A ça, il faut ajouter des événements particuliers qui ont favorisé cette défiance vis-à-vis du gouvernement, mais aussi des institutions médicales. « En 2000 et 2005, les enquêtes sur le sujet montraient que les Français étaient favorables à la vaccination à 90 %, alors que l’on est plutôt à 80 % aujourd’hui, observe Jocelyn Raude, enseignant chercheur en psychologie sociale à l’école des hautes études en santé publiques à Rennes. Il y a eu un basculement en 2009. Cette année-là, la vaccination contre la grippe A (H1N1) a fait polémique : 94 millions de doses ont été achetées, pour seulement 5 millions de personnes vaccinées. » Ce vaccin a également suscité la méfiance de l’opinion publique à cause de la rapidité de sa production, ainsi que le risque du syndrome de Guillain-Barré auquel il était associé.

D’autres polémiques, comme l’affaire du Mediator , par exemple, ont ébranlé l’image que les Français avaient de l’industrie pharmaceutique et des autorités sanitaires. « Ces scandales autour des questions de santé publique, même s’ils ne sont pas directement liés à la vaccination, ont contribué à ce qu’en France, le niveau de confiance envers les institutions soit l’un des plus bas d’Europe », assure Jocelyn Raude, qui travaille depuis une dizaine d’années sur la perception vaccinale en France.

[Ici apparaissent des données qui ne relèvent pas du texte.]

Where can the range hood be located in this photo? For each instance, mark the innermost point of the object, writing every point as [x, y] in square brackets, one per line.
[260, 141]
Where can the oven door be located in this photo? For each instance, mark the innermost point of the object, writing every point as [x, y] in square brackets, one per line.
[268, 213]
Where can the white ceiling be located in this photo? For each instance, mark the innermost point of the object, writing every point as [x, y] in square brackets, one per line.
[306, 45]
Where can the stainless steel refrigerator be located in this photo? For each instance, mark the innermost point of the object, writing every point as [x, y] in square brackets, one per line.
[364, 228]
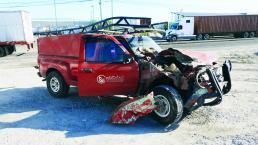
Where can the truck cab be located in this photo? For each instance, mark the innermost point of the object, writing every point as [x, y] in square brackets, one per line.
[183, 28]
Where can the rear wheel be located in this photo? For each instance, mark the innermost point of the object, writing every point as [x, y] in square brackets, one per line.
[206, 37]
[56, 85]
[252, 35]
[246, 35]
[173, 38]
[199, 37]
[169, 105]
[2, 52]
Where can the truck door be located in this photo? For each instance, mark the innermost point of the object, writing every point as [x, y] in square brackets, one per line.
[107, 69]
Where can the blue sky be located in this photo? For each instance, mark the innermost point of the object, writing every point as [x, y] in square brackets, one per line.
[159, 10]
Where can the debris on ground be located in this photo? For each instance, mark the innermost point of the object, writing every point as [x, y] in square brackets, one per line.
[129, 111]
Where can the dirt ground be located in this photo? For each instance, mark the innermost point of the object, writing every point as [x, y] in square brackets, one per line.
[29, 115]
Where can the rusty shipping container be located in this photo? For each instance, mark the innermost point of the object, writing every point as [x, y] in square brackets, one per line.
[225, 24]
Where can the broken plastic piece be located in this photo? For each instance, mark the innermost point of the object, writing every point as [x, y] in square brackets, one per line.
[129, 111]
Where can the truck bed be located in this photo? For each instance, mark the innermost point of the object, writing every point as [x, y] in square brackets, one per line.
[225, 24]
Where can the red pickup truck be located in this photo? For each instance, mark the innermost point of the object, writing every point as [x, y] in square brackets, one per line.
[106, 65]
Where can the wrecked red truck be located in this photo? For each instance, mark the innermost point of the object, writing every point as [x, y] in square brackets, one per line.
[135, 66]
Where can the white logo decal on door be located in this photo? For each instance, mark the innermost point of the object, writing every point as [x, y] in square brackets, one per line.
[101, 79]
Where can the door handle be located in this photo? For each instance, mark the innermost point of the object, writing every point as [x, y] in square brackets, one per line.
[87, 70]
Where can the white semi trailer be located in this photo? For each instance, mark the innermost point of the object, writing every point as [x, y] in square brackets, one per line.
[203, 27]
[15, 29]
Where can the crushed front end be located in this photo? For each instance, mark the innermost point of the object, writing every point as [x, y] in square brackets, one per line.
[199, 83]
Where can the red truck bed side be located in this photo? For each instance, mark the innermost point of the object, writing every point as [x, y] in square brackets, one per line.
[67, 49]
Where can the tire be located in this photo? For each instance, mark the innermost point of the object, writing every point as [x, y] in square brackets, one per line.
[2, 52]
[199, 37]
[171, 110]
[56, 85]
[173, 38]
[252, 35]
[245, 35]
[237, 35]
[206, 37]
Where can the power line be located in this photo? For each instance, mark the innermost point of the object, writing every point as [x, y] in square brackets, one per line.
[44, 4]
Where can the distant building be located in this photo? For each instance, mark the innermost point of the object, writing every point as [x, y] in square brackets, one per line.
[177, 15]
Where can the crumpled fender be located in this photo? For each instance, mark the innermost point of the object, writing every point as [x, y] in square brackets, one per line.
[129, 111]
[204, 57]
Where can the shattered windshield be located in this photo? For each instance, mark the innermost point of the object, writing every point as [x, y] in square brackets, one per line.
[143, 44]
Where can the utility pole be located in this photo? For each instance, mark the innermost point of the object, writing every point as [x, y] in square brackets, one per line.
[55, 13]
[93, 15]
[112, 8]
[100, 8]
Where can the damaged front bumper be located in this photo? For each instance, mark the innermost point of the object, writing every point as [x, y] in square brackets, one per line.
[220, 87]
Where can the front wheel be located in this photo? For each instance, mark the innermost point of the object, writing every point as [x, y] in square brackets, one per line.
[199, 37]
[169, 105]
[252, 35]
[56, 85]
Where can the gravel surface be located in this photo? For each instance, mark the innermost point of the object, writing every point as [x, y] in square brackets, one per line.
[29, 115]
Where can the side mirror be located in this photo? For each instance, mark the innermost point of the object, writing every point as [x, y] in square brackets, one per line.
[180, 27]
[128, 59]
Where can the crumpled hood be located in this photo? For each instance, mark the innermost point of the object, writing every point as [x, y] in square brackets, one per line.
[201, 57]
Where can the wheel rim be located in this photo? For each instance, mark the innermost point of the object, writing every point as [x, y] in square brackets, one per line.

Impossible de prévoir où penchera la balance

Pendant et suite à cette période de crise de confiance en l’autorité sanitaire, de nombreux acteurs du domaine de la santé, mais aussi des personnalités, ont critiqué les vaccins. « Contrairement à d’autres pays européens, leurs discours vaccinosceptiques vont être particulièrement relayés sur les réseaux sociaux, les blogs et via les médias. Peut-être parce qu’en France, on a le complexe d’Astérix : on aime bien les gens qui pensent à contre-courant, observe Jocelyn Raude. Ces différents acteurs ont réussi à imprimer dans l’esprit des gens que les vaccins pouvaient être dangereux. Derrière, il y a eu une baisse significative des vaccins contre les grippes chez les personnes âgées, et contre le papillomavirus chez les jeunes. »

« La confiance ou la méfiance envers les vaccins fluctuent au gré des contextes sociaux, et il est impossible de prévoir dans quel sens la balance penchera dans un an. Ce qu’on peut dire aujourd’hui, c’est que l’on sait que l’extension de l’obligation vaccinale, qui a été si décriée à son lancement, en janvier 2018, a eu impact positif auprès des indécis. Les autorités de santé publique ont noté une amélioration non négligeable des couvertures vaccinales chez les enfants concernés depuis cette mesure », conclue Lucie Guimier.

*L’étude Gallup pour l’ONG Wellcome a été réalisée en 2018 auprès de 140.000 personnes dans 144 pays.